But it was Rehnquist’s highly visible role in two historic events that is likely to shape history’s view of him. The first was when he presided over the impeachment trial of President Bill Clinton in 1999, and the second was his pivotal role in the still-controversial Florida balloting that put George W. Bush in the Oval Office instead of Al Gore.

Obermayer, who was an editor and publisher of newspapers in Northern Virginia and New Jersey, was one of Rehnquists’s closest friends for the last 19 years of his life. Almost exactly the same age, they were neighbors in McLean, Va., their children went to the same high school, and they shared a rich and enduring friendship that extended to almost every aspect of their lives.

Obermayer’s book is most valuable for its insights into Rehnquist’s conservative views, although he makes clear that Rehnquist never talked about his colleagues or cases pending before the court, except in a few unusual circumstances.

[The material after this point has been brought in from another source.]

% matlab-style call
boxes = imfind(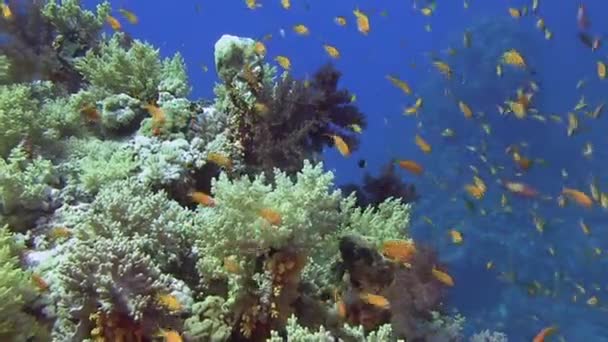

“Conservatism was a core value,” Obermayer writes. “It was an essential part of the prism through which Bill viewed life. Its application to politics and government was only a small portion of a larger value system. He respected tradition and order, intellectual and social, as well as political and economic. He believed that the proven and established should not be rejected until there are substantial reasons to believe that the new is superior.”

As Obermayer notes, and as any of the lawyers or reporters who followed the work of the least-understood branch of government were well-aware, Rehnquist kept a high wall between his public and private lives. Obermayer’s book pierces that wall to give us a warts-and-all look at Rehnquist, from his passion for poker and bridge to his grieving over the death of his wife in 1991.

There is much more to this book than can be related in this space, but it is both highly readable and highly informative, and a welcome addition to the vast body of judicial biographical works.